Mit seinem grossen Sieg beim Auftakt der Vierschanzentournee in Oberstdorf hat Simon Ammann eine fast dreijährige Durststrecke ohne Weltcupsieg beendet. Entsprechend gross war die Freude beim Toggenburger nach dem Erfolg.

Den letzten Weltcupsieg hatte Ammann am 13. März 2011 in Lahti einfahren können. In Oberstdorf hat der 32-Jährige nun eindrücklich zum Erfolg zurückgefunden. «Ich musste lange auf einen Sieg warten. Jetzt bin ich einfach nur glücklich», freute sich Ammann.

Perfekte Vorbereitung nach Engelberg

Im Vorfeld hatte nicht viel auf einen solchen Exploit hingedeutet. Noch in Engelberg war Ammann weit weg von den Spitzenplätzen. Nach den Rückschlägen bei den Heimspringen habe er dann aber den richtigen Weg eingeschlagen. «Ich habe mich total zurückgezogen und konnte mich perfekt vorbereiten. Vor dem Wettkampf war ich dann extrem ruhig und sehr fokussiert», analysierte der Toggenburger.

Eine «Rakete» gezündet

Der Schlüssel zum Sieg war der erste Durchgang. «Ich habe lange auf einen solchen Sprung gewartet. Dass ich dann so eine 'Rakete' zünden konnte, war auch für mich unglaublich. Es hat einfach alles zusammengepasst.» Der Versuch auf 139 Meter brachte Ammann nicht nur die Halbzeit-Führung ein, er sorgte beim Schweizer vor der Entscheidung auch für die nötige Ruhe. «Nach so einem Sprung stimmt das Selbstvertrauen natürlich.»

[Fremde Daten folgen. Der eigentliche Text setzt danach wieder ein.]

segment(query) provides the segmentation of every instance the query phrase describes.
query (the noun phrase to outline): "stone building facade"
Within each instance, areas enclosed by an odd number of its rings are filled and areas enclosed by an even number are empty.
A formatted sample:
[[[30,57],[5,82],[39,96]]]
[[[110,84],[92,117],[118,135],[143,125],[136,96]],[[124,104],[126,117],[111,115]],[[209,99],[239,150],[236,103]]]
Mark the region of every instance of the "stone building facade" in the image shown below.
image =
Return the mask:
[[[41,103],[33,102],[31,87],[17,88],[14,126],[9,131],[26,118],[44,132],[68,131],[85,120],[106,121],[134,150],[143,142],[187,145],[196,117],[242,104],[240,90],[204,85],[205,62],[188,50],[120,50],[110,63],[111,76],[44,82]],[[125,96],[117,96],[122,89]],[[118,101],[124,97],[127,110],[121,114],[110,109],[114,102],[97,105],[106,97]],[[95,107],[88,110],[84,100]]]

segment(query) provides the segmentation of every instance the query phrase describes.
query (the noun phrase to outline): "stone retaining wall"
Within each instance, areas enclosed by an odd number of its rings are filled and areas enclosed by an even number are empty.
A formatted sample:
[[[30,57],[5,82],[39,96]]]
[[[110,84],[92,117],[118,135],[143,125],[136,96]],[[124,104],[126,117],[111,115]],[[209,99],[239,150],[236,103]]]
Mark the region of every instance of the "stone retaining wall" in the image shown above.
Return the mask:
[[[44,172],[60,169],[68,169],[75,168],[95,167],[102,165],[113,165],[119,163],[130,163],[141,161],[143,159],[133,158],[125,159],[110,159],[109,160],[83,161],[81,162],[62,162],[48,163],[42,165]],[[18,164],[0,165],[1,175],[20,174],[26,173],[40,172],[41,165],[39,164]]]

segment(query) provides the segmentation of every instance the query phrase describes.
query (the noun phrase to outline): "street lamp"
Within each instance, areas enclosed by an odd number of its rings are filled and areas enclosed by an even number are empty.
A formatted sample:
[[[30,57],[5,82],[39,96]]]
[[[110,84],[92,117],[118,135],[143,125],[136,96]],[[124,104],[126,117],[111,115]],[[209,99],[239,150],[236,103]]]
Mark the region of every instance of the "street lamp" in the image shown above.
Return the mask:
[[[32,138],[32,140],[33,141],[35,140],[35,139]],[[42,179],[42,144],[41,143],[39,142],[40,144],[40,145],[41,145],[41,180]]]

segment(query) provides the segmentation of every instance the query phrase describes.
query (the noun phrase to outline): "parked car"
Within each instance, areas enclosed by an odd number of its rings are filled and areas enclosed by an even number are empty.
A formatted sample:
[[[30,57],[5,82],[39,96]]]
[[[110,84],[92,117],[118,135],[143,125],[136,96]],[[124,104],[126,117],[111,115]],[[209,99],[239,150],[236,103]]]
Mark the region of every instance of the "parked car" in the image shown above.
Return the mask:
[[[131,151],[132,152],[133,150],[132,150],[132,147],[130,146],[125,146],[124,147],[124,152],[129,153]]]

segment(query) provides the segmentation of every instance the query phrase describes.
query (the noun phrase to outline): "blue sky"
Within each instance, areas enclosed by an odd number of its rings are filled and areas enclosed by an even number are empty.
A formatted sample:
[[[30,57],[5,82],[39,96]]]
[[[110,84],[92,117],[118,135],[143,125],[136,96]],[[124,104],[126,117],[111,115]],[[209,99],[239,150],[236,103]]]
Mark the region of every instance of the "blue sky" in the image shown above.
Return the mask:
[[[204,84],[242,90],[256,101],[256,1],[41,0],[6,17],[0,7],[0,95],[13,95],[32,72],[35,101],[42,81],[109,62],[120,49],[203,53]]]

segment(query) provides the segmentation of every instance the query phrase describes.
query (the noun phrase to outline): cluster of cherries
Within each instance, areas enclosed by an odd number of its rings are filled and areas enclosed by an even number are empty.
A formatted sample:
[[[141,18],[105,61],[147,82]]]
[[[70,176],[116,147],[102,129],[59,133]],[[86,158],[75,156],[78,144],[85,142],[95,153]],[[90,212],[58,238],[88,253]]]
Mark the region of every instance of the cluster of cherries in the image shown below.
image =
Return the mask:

Schritt für Schritt nach Bischofshofen

Obwohl Ammann nach dem überzeugenden Auftritt in Oberstdorf nun zu den grossen Favoriten auf den Tournee-Sieg zählt, will er nicht zu weit nach vorne blicken: «Es ist noch ein langer Weg bis nach Bischofshofen. Ich muss Schritt für Schritt nehmen. Im Moment geniesse ich einfach diesen Erfolg und bereite mich dann auf das nächste Springen in Garmisch vor.»